The fact that the accident was not reported is not surprising. In an era when even plane crashes could not be mentioned in the media, one would hardly expect a nuclear explosion at a top-secret production site to make the news. The country’s leadership took quick steps to mitigate the disaster as they saw fit. The clean-up operation was carried out by thousands of military conscripts – mere boys of 18 or 19. Of course they were then thoroughly decontaminated. Just how did the army brass think you should decontaminate someone who has been cleaning up radioactive muck? With a Russian banya, of course. The soldiers were given a good hot steam bath. As we now know, that only helped the radioactive particles penetrate the skin. The soldiers were then quickly sent home to their separate corners of the USSR. What happened to them – How long did they live? What illnesses did they suffer? – no one knows.
Those living along the banks of the Techa River knew nothing about what was going on – or at least officials provided them with no information. Of course, they noticed that their children were developing strange diseases, and there were rumors of what was happening upstream, but the true nature of Mayak’s impact on the environment became known only decades later, when, during perestroika, scientists detected shocking levels of radiation in the water the local population had been (and was still) drinking and in the fish that they caught and ate. Some of the most thorough researchers even claimed that their Geiger counters started to click when they held them up to the stomachs of local children.
Of course, 1957 was a long time ago. The problem is that Mayak has been the site of many accidents since then, albeit none quite as devastating. In 2005 it was discovered that the dam system that was designed to decontaminate wastewater before it was released into the Techa River had not been operating properly for years, and radioactive waste was regularly making its way downstream. An investigation was even begun, but an amnesty was quickly announced and none of the responsible parties were punished. Has the dam been fixed?
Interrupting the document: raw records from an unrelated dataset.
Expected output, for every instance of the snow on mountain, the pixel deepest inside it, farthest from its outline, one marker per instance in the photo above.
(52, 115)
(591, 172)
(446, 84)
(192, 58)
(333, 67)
Who knows?*
By now, the local villagers understand with perfect clarity what the nuclear industry has done to them and their children. Since most of the locals are ethnic Tatars, some even believe that this environmental recklessness represented an intentional effort by Russians to exterminate Tatars.
That charge is, of course, ridiculous. In truth, when it served its purposes, the Soviet government was ready to sacrifice its citizens regardless of nationality.
* Although its five plutonium production reactors were closed in 1991, the Mayak complex has since been reprocessing spent nuclear fuel imported from a dozen foreign countries, including the U.S.